Woods Hole Welcomes Newest Research Vessel

[Not a valid template]WOODS HOLE – After years of anticipation, a new research vessel arrived at its home port of Woods Hole on Wednesday.

The R/V Neil Armstrong is a $74 million state-of-the-art Navy ship that will be operated by the Woods Hole Oceanographic Institution as part of the national academic fleet.

WHOI’s Vice President for Marine Facilities and Operations Rob Munier said the ship is a high-tech marvel.

“It’s designed to be purpose built to do oceanography,” Munier said. “It’s got the latest technologies, in particular, some fantastic sonar systems that allow us to do mapping – investigation of the water column.”

Munier said the ship is computer controlled which makes it easier to maneuver and position.

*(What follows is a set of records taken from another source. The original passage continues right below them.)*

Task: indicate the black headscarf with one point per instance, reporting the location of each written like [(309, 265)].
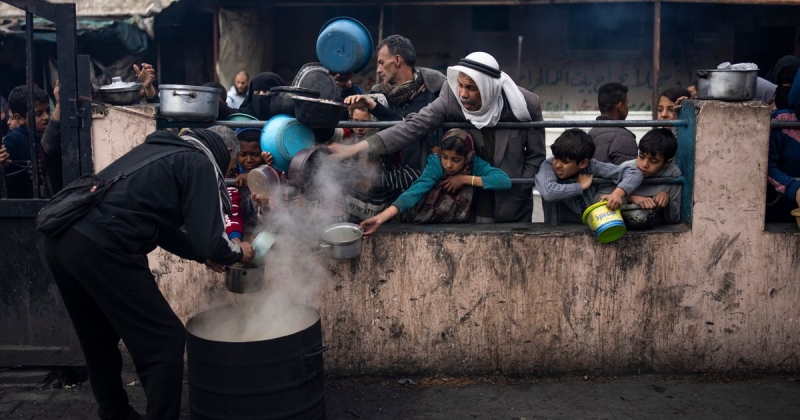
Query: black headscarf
[(783, 72), (256, 105)]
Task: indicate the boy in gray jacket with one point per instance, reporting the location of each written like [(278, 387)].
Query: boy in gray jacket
[(656, 155), (572, 159)]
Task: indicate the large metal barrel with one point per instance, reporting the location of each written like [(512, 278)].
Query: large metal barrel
[(280, 378)]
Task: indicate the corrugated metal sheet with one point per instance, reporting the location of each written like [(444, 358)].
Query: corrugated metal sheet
[(102, 8)]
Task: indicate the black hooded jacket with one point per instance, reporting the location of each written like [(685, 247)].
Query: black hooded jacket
[(173, 203)]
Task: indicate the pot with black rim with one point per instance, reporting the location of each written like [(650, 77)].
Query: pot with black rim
[(119, 92), (281, 101), (185, 102), (342, 241)]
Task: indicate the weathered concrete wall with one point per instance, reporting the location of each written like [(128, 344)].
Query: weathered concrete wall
[(719, 295)]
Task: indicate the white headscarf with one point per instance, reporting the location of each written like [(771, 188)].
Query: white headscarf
[(491, 82)]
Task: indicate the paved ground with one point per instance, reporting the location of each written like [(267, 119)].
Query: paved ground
[(706, 397)]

“It’s called dynamic positioning,” he said. “That’s a feature that really will allow us to do things in a better way than ever before.”

Carole Armstrong, the widow of Neil, who died in 2012, was on hand for the ceremony to welcome the ship’s arrival.

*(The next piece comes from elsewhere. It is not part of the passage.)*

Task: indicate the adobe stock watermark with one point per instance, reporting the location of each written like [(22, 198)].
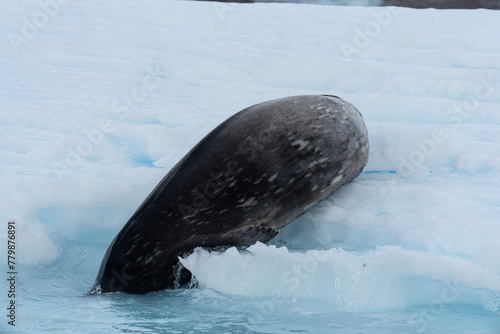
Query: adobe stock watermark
[(122, 107), (457, 114), (31, 26), (364, 36)]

“I had seen it when they were building it two years ago in [Anacortes, Washington],” she said. “But to see it actually sail in – it’s emotional.”

Carole said her late husband would have loved the vessel.

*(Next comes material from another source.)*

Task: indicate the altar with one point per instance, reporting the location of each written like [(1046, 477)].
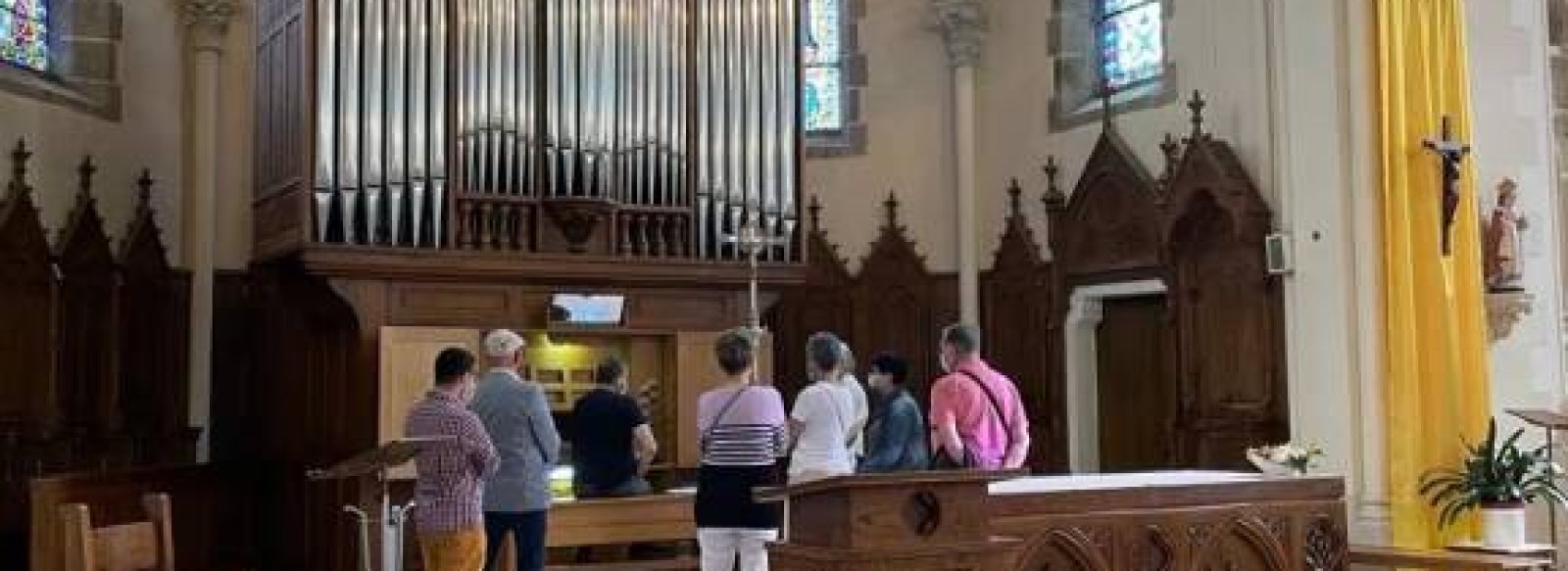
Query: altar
[(1184, 519), (1172, 521)]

“Neil’s an ultimate engineer,” Carole said.

WHOI was chosen to operate the vessel by the Office of Naval Research in May of 2010. The ship took about three years to build.

The vessel was officially turned over to WHOI by the US Navy in September.

WHOI researchers have been doing test trials for science verification and exercising different systems on the ship during its transit from the West Coast to Woods Hole.

Munier said they continue to conduct science verification over the next few months.

The ships first science trip will be in May.

“We’ll be working on an ocean observing system right here off of Massachusetts,” Munier said.

The R/V Neil Armstrong is replacing the R/V Knorr which had been in operation since 1970 and was decommissioned in 2014.

The Knorr, which was used to discover the wreck of the Titanic, departed Woods Hole for the final time last month to be transferred over to the Mexican Navy.